Le test arrive en 2011. Face aux manifestations en Russie, Poutine choisit la répression violente, la désinformation à tout va. Il prend aussi un tournant conservateur pour se rallier les classes moyennes russes qui fonctionnent par le négatif. L'anti-occidentalisme cherche à masquer les traumatismes de la conscience collective russe : le sentiment de retard, la pauvreté, l'échec des réformes économiques et sociales et de la période des années 1990... dans la lignée du règne du tsar Nicolas Ier, qui au XIXème siècle avait défini l'identité russe autour du trio orthodoxie-autocratie-nation, après le coup d'Etat des décembrises. On comprend pourquoi Poutine sauta à pied joint pour accueillir Edward Snowden et s'en servir pour les révélations de Wikileaks. Lors de la révolution en Ukraine, début 2014, Poutine agit de la même façon : rejetant la responsabilité sur les Etats-Unis et l'Occident, il finit par employer la force pour annexer la Crimée, testant ainsi les nouvelles capacités de son armée et de ses services de renseignement, puis il entretient la déstabilisation du Donbas, provoquant par ses livraisons d'armes la destruction du vol de la Malaysia Airlines.

L'URSS avait déjà une longue histoire concernant les manipulations. Le KGB avait répandu l'idée, pendant la guerre froide, que les scientifiques du Pentagone avaient créé le VIH. Il avait aussi manipulé le mouvement anti-nucléaire allemand contre un gouvernement qui lui était défavorable, ou dénigrant Hoover et le sénateur Jackson, les accusant d'être homosexuels (la Russie fera la même chose au sujet du président Macron en 2017). La Russie s'entraîne à ces opérations de manipulation et désinformation après l'annexion de la Crimée et la guerre au Donbas, multipliant les cyberattaques en Ukraine, influençant par des piratages et révélations de données la campagne présidentielle américaine de 2016. C'est également à ce moment-là que Poutine envoya ses sbires racoler l'extrême-droite des pays occidentaux, allant jusqu'à financer le Front national en France. C'est le temps des "idiots utiles" - on pense aussi à l'acteur américain Steven Seagal, parmi beaucoup d'autres. L'élection de Trump représente sans doute pour Poutine l'apogée de cette campagne, moment où de plus en plus isolé de la réalité, il a dû se comparer à ses héros de fiction de l'époque soviétique. Encore plus isolé après la pandémie de Covid-19, Poutine, qui ne démord pas de l'idée que l'Ukraine n'est pas un vrai pays, mais un ancien territoire russe à reconquérir, finit par choisir l'option militaire massive en février 2022. Avec le résultat que l'on sait.

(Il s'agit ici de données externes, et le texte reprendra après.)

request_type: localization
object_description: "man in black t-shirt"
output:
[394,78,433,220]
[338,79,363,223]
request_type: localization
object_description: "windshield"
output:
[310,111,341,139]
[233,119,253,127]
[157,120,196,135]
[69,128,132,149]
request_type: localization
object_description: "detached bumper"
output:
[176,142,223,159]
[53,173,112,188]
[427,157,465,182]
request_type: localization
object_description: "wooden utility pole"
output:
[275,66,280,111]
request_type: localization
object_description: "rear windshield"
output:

En conclusion, Andrew Weiss explique que Poutine ne lâchera pas les rênes. Il a beaucoup trop à y perdre. En persuadant les Russes qu'ils sont dans une forteresse assiégée, il se préserve lui-même. Mais si il a choisi cette stratégie, basée sur la manipulation et la désinformation, c'est qu'il sait précisément que la Russie n'a pas les moyens de tenir contre ses adversaires sur les plans militaire, économique et technologique.

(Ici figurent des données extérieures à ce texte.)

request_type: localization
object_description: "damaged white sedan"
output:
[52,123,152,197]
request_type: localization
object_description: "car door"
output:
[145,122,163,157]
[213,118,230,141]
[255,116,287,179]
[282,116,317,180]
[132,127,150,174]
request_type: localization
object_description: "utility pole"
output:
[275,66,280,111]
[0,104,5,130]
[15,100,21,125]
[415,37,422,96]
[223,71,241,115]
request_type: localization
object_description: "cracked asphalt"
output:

Un roman graphique stimulant, servi par un dessin simple mais efficace de Brian "Box" Brown, et la traduction de Fanny Soubiran, enrichi par 11 pages de notes en fin de volume. Il est plus analytique qu'un autre roman graphique que je commenterai peut-être prochainement, et qui lui décrit plus chronologiquement le parcours de Poutine (c'est aussi une traduction d'un ouvrage anglais, cette fois).